Q: A friend of mine just recently got into an accident. He moved slightly into the adjacent lane going about 25-30 mph and hit the side of another car. His BAC was about .11 on a breathalyzer. No one was hurt, and everyone was very accepting of his apology. Unfortunately, he is on probation and only had 2 and a half months left. He is in jail now waiting for the blood work to come back and waiting on a court date. What can we all expect for him as far as sentencing? Is house arrest a possibility? Or are we looking at months of incarceration? (Pittsburgh, PA)
A: Too little information here to advise. Like, why didn’t he make bond on his DUI? Is there a probation detainer?

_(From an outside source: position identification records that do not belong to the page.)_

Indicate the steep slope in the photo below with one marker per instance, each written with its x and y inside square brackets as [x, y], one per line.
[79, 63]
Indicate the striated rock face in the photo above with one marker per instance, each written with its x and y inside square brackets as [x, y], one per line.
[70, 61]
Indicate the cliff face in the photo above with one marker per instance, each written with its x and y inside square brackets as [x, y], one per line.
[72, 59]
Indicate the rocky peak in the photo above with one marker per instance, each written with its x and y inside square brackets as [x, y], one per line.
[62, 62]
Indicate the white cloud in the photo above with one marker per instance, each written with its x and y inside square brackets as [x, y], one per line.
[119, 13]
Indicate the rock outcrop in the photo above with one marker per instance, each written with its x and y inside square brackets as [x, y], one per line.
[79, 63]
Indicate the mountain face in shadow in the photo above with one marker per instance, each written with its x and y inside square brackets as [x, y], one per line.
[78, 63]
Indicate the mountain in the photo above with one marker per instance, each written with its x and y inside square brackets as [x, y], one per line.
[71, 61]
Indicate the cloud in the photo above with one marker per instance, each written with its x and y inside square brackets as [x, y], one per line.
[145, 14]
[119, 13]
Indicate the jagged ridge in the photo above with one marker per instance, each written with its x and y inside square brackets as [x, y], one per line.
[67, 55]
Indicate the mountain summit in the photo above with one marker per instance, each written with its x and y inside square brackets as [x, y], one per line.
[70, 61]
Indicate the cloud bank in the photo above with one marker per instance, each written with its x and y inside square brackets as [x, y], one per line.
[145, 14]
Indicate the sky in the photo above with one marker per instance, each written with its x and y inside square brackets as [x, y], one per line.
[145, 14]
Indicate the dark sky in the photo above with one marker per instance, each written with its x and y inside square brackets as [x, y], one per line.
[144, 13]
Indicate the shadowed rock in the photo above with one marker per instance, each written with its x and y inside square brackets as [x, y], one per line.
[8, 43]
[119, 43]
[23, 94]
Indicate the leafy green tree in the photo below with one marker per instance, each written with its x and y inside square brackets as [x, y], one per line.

If it is a probation detainer holding him in jail, it is for a prior DUI? Is this a first, second, third DUI? Does he have a prior record? You should see that he is represented by either a private attorney or a public defender. The fact that he was in accident will likely raise his DUI penalties. If this is a 3rd or 4th DUI, his case will go to DUI court. He will likely not have a jail sentence, but DUI court requires strict compliance and monitoring.